The experience of several states that the Obama Administration allowed to test premiums and complex incentives to adopt healthy behaviors highlights the challenge of informing enrollees of what they need to do to protect their coverage. (Those waivers, however, don’t take coverage away from people who don’t adopt the healthy behaviors.) In Iowa, Michigan, and Indiana, many enrollees didn’t fully understand the new rules, state evaluations found.
- Iowa: Iowa charges premiums to enrollees with incomes above 50 percent of the poverty line. Enrollees don’t have to pay premiums in the first year they’re enrolled, and premiums are waived in later years if enrollees complete a health risk assessment and get a wellness exam. But in 2015, just 17 percent of beneficiaries with incomes below the poverty line and 8 percent with incomes above it qualified for a premium waiver, an interim evaluation found. Some 90 percent of beneficiaries surveyed didn’t know they could get their premiums waived if they got a wellness exam. Even in September 2017, three years after the policy took effect, only about 25 percent of enrollees subject to premiums completed the health risk assessment and wellness exam.

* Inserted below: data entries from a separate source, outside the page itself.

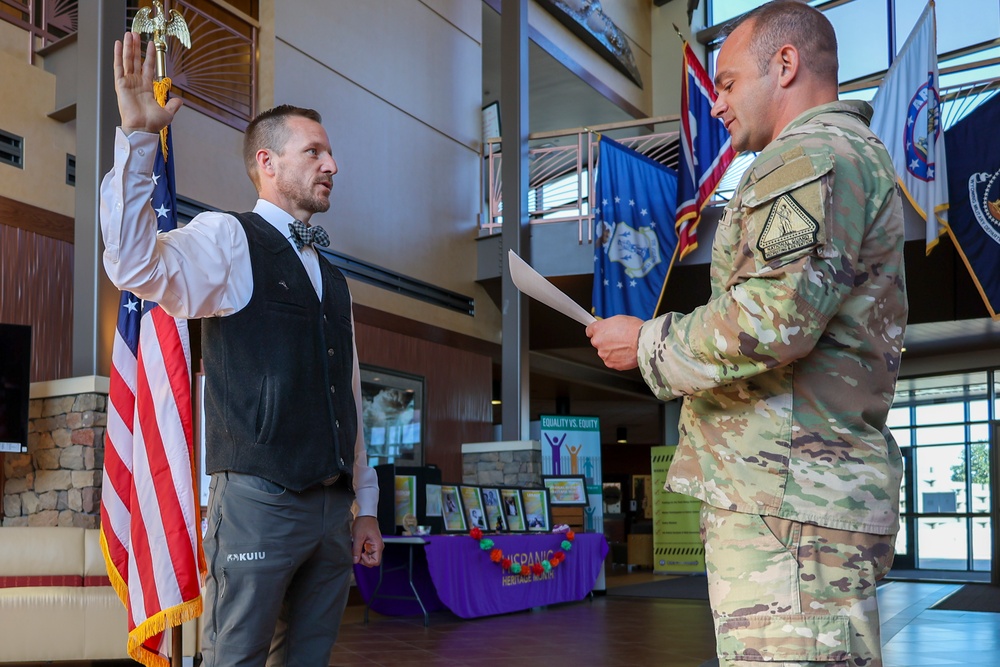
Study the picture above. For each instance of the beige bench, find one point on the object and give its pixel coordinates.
(56, 602)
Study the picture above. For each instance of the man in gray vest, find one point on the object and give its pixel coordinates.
(282, 391)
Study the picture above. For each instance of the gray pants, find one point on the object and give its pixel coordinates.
(279, 567)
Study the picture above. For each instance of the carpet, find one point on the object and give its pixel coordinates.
(972, 597)
(691, 587)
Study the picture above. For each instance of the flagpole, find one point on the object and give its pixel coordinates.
(159, 25)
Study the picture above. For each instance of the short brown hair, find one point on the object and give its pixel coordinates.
(781, 22)
(269, 130)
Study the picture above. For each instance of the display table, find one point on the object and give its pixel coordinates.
(420, 575)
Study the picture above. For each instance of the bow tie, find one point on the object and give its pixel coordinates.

- Michigan: Michigan’s Medicaid expansion program under the Affordable Care Act requires adults to pay co-payments for most services but reduces their cost-sharing obligation if they complete a health risk assessment and adopt certain healthy behaviors. Yet only 15 percent of individuals enrolled in a health plan for at least six months completed the assessment and most enrollees interviewed said “they had no idea” about the healthy behavior rewards, a 2016 state analysis found. In June 2017, the state reported that only 18 percent of enrollees completed the activities necessary to reduce their cost-sharing obligation despite state efforts to increase participation.

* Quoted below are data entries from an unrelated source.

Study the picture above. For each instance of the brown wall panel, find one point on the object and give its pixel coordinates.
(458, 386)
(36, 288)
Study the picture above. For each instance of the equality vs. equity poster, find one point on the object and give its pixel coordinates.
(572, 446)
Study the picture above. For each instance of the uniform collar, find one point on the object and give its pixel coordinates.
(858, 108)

- Indiana: Indiana’s waiver program (called the Healthy Indiana Plan) gives every enrollee an account modeled on a health savings account; at the end of the year, enrollees who paid all their premiums for the year can roll over a portion of unspent funds in the account to reduce their premiums in the following year. But only 60 percent of survey respondents in the state’s evaluation said they’d heard of the accounts, and only three-fourths of those who had said they had one.
Despite the findings, Indiana plans to implement a work requirement starting next year, and Michigan lawmakers are close to adopting a requirement. The risks that enrollees will not understand the rules are much greater in states with work requirements and lock-outs — with people losing coverage, not just the opportunity to reduce their out-of-pocket costs.
In states pursuing work requirements, many enrollees are at risk of losing coverage because the new policies are complex and hard for states to explain. Kentucky, for example, will have to provide notices that include a long list of details about the new work requirement — including when it takes effect, how to claim an exemption, how to satisfy the requirement, how to document hours, what triggers a coverage suspension and the impact of suspension on annual renewal, how to apply for an exception for good cause, how to regain coverage after a suspension, and how to appeal. The state will have to provide similar information about premiums and new lock-outs of coverage for not renewing coverage or reporting changes on time.
So far in Arkansas and Kentucky, the state is apparently relying mainly on written notices to explain the new rules. Given the state experiences cited above, plus the new rules’ complexity — especially in Kentucky, which is simultaneously implementing a work requirement, premiums, and lock-outs for not renewing coverage or reporting changes on time — the new rules will likely keep some eligible people from staying covered simply because they don’t understand them.